Sins of Omission: AHIP Critics Are Just as Guilty

When the lobby from the health-insurance industry—America's Health Insurance Plans (AHIP)—released a study early this week contending that the Senate Finance Committee's health-care legislation would increase private insurance premiums beyond current law, supporters of health-care "reform" were quick to denounce the report as biased. Among the instant critics were nine prominent health-care experts, including Henry Aaron of the Brookings Institution and David Cutler of Harvard, who called the report "flawed" and "not credible." It then scolded the insurers: "Important issues are at stake in health reform ... But responsible participants in [the] debate should avoid selective use of evidence and try to preserve analytic balance."

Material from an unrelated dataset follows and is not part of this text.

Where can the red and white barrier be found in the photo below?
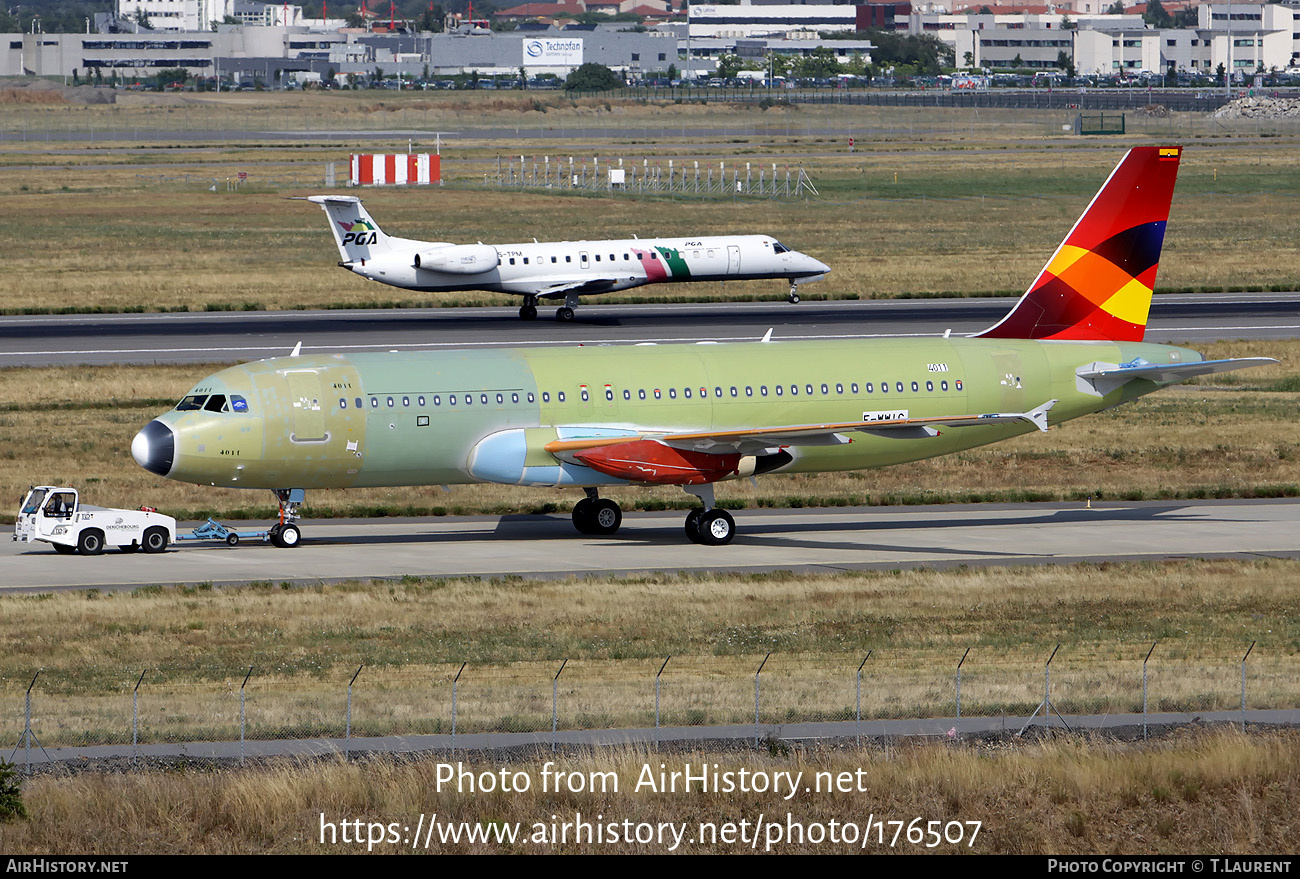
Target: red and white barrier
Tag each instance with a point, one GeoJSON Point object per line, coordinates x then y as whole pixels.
{"type": "Point", "coordinates": [371, 169]}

But were the "experts" guilty of the same sin? Well, yes.

One of the advertised virtues of the Baucus plan—named after Senate Finance chairman Max Baucus—is that it pays for itself and wouldn't increase the federal budget deficit. But that claim is suspect because it depends on huge Medicare savings from fee cuts to doctors, hospitals, and other medical providers. In the past, Congress has prevented such cuts from going into effect. Counting those savings, the Congressional Budget Office figures the bill would reduce the deficit $81 billion over the first 10 years. "But Congress is sure to override the cuts in later years," argues health expert Joseph Antos of the American Enterprise Institute. If it does, the Baucus bill could add $376 billion to the deficit in the first decade and "as much as $2 trillion" in the second, Antos says. Before joining AEI, Antos was CBO's assistant director for health and human resources.

In their statement, the health-care experts critical of the insurance industry don't even mention the possibility that the Baucus bill might increase the deficit. That's not exactly "analytic balance"; it is a "selective use of evidence." The statement was released by the Center for American Progress, a liberal think tank. It asserts that the insurance-industry report, which was done by the consulting firm PricewaterhouseCoopers, ignores provisions in the bill that might control health costs and could protect against premium increases. The report argues that if insurers are required to provide coverage for all comers regardless of "preexisting conditions," then costs and premiums will go up unless there's a strong mandate for healthy people to buy insurance and absorb the higher costs. That point seems incontestable, even if the report's precise estimates of premium increases are debatable.